そう申し出たモモに、ローはたいそう顔をしかめた。
そして悩むように腕を組んだまま、しばらく黙り込んだ。
え…? ここは悩むところじゃないでしょ。
むしろ即答で「わかった」と言って欲しいところ。
そう言い放ちたかったけど、沈黙を続けるローが口を開くのを辛抱強く待った。
「ハァ…。」
ため息ひとつ落とし、やれやれといった様子の彼に「ようやくわかってくれたのか」と安心しかけた。
しかし、やっぱりわかっていないようで…。
「…キスはいいだろ。」
「は…?」
え、どうしてそんな答えになった?
「ダメに決まってるでしょ。」
まさかキスは挨拶、とか言い出すんじゃないでしょうね。
「キスくらい、別にいいじゃねェか。」
キスくらいって…。
やはりモモとローには多少温度差があるらしい。
残念ながらモモは挨拶でキスができるほど、都会慣れしてはいないのだ。
「仲間はキスなんかしないでしょう。」
少なくともモモが思う仲間は、そんなことをしない。
「…場合によっちゃ、するんじゃねェか。」
「え、嘘…。」
当然のように言うローに、「あれ…、自分がおかしいのか?」と思わず首を捻りたくなった。
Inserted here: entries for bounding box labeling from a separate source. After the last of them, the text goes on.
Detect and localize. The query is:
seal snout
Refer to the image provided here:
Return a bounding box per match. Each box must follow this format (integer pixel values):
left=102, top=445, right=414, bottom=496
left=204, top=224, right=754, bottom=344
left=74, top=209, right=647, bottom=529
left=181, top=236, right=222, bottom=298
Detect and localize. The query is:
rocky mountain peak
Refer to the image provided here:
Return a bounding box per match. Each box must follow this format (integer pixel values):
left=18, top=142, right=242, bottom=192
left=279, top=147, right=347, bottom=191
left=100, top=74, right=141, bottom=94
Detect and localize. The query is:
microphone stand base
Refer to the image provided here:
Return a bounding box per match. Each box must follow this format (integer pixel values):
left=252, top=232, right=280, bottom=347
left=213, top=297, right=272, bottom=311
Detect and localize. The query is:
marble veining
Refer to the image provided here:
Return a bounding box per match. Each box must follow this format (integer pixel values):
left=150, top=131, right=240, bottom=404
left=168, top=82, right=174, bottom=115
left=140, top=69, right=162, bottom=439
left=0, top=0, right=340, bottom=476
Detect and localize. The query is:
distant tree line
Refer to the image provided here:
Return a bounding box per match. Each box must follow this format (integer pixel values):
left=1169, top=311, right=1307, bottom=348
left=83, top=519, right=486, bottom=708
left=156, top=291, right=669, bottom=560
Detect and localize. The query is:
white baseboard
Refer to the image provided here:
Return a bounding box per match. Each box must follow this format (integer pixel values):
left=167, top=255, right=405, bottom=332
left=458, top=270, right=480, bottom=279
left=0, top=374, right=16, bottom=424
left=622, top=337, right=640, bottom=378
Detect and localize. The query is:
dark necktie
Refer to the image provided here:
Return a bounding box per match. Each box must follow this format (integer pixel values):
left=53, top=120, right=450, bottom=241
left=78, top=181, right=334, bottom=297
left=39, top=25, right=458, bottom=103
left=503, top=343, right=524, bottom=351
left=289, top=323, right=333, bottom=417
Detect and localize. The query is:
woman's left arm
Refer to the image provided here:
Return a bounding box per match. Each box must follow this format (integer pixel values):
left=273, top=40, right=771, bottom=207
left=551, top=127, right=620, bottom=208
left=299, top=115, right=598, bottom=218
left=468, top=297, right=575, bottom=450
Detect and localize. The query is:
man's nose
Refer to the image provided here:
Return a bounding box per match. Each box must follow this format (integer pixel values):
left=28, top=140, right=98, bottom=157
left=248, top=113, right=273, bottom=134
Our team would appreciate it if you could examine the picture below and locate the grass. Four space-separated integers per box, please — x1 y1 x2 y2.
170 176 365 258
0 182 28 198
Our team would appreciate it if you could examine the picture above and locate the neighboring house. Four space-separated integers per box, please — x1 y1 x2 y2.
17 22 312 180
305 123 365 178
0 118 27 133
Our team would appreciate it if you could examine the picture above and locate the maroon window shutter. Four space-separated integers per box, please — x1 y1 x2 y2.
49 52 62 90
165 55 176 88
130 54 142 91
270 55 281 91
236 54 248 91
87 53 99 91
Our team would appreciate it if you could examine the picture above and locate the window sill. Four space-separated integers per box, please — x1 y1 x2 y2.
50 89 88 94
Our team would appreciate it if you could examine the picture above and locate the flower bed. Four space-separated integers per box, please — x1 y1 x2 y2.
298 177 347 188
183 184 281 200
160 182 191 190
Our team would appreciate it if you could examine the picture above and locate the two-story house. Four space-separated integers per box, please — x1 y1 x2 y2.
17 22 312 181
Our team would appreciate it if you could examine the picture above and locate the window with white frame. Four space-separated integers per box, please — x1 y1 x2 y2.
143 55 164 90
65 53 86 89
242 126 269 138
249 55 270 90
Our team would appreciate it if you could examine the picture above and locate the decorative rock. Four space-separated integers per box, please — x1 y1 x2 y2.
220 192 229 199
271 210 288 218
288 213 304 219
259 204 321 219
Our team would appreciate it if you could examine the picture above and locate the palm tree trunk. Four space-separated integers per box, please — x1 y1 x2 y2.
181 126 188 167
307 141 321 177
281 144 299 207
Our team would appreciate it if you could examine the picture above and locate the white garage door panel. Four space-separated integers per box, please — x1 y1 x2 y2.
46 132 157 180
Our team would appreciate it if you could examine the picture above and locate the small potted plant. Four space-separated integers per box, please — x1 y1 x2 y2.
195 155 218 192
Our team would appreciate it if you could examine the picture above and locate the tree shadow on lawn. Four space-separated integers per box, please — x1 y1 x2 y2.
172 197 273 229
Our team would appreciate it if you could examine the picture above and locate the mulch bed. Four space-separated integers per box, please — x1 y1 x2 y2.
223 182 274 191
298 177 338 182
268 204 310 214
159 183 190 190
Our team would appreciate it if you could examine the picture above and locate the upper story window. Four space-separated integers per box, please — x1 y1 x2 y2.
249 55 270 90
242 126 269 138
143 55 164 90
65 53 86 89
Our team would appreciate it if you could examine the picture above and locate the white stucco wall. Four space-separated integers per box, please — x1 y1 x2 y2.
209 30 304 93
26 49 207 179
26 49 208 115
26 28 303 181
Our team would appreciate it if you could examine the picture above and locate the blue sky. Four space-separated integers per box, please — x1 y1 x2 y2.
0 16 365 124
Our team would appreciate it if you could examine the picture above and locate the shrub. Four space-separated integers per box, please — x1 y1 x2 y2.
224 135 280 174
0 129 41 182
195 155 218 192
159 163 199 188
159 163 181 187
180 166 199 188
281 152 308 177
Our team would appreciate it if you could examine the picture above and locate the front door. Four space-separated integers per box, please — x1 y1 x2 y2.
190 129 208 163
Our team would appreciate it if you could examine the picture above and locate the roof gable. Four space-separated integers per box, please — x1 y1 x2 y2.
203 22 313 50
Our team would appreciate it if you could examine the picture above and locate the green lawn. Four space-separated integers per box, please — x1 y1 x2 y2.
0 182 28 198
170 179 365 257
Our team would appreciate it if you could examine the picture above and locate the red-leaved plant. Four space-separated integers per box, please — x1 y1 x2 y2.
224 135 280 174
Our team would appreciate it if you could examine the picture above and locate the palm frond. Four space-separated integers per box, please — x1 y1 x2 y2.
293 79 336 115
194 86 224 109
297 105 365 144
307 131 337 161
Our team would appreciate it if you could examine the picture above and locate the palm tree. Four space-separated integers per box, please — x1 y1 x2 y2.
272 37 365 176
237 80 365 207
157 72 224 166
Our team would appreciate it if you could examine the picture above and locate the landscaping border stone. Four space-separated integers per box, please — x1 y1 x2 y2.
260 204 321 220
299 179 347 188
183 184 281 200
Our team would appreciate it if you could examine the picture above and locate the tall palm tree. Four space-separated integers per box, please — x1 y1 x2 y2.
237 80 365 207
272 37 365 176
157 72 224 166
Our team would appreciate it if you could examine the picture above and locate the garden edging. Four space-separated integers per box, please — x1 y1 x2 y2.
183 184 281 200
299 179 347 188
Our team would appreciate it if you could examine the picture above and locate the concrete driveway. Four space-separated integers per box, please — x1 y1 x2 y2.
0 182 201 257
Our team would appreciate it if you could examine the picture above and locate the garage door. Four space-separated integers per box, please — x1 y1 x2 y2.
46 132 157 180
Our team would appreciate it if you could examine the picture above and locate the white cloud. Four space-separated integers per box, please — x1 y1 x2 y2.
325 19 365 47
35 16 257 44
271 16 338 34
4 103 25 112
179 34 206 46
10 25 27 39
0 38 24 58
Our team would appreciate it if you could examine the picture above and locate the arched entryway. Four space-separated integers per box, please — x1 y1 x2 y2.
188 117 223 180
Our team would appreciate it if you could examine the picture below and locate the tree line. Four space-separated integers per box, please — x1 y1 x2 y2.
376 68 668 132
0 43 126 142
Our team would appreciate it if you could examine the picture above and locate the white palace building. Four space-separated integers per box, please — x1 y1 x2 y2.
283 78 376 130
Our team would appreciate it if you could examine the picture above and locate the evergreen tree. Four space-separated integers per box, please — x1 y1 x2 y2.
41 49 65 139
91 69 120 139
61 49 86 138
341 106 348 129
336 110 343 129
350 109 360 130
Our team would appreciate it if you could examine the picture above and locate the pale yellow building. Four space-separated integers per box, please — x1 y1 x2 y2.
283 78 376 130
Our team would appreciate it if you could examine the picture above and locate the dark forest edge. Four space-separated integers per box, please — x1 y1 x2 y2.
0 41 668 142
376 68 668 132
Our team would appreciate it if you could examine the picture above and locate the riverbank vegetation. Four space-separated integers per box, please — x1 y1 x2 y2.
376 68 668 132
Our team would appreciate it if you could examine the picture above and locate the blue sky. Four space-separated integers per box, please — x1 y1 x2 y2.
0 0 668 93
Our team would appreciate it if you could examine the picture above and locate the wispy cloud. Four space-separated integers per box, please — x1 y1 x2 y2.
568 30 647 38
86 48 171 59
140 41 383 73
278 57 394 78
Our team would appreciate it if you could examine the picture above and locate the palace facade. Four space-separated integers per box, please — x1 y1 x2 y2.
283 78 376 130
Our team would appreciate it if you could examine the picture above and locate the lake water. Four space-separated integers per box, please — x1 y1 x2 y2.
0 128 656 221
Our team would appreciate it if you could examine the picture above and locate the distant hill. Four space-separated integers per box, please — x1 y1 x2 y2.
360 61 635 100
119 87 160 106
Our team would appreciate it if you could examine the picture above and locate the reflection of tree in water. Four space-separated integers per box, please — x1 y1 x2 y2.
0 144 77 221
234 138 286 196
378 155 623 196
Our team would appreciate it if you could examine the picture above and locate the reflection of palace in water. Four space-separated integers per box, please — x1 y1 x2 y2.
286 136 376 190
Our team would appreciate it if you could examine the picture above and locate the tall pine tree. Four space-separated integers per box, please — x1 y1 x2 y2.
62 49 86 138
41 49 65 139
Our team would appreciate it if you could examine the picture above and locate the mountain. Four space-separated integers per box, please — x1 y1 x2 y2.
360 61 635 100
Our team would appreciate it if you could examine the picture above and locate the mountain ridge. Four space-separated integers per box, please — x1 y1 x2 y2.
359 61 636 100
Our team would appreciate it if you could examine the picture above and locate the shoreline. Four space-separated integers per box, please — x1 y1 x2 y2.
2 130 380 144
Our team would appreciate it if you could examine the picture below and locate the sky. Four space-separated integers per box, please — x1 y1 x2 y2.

ハートの海賊団は、いつの間にかそんな風潮になってしまったのか。
「…じゃあ、シャチやペンギンにもしないとダメなのかしら。」
仲間同士のキスが挨拶ならば、当然そうなってしまう。
しかし、ボソリと言ったその呟きに、ローは目をかっ開いた。
「ふざけんじゃねェよ。そんなことしてみろ、タダじゃおかねェ。」
とりあえず、した現場を見た瞬間、シャチとペンギンの解体ショーが始まることだろう。
「なに言ってるの…?」
仲間同士がキスをすることもあるって言ったのは、ローの方なんだけど…。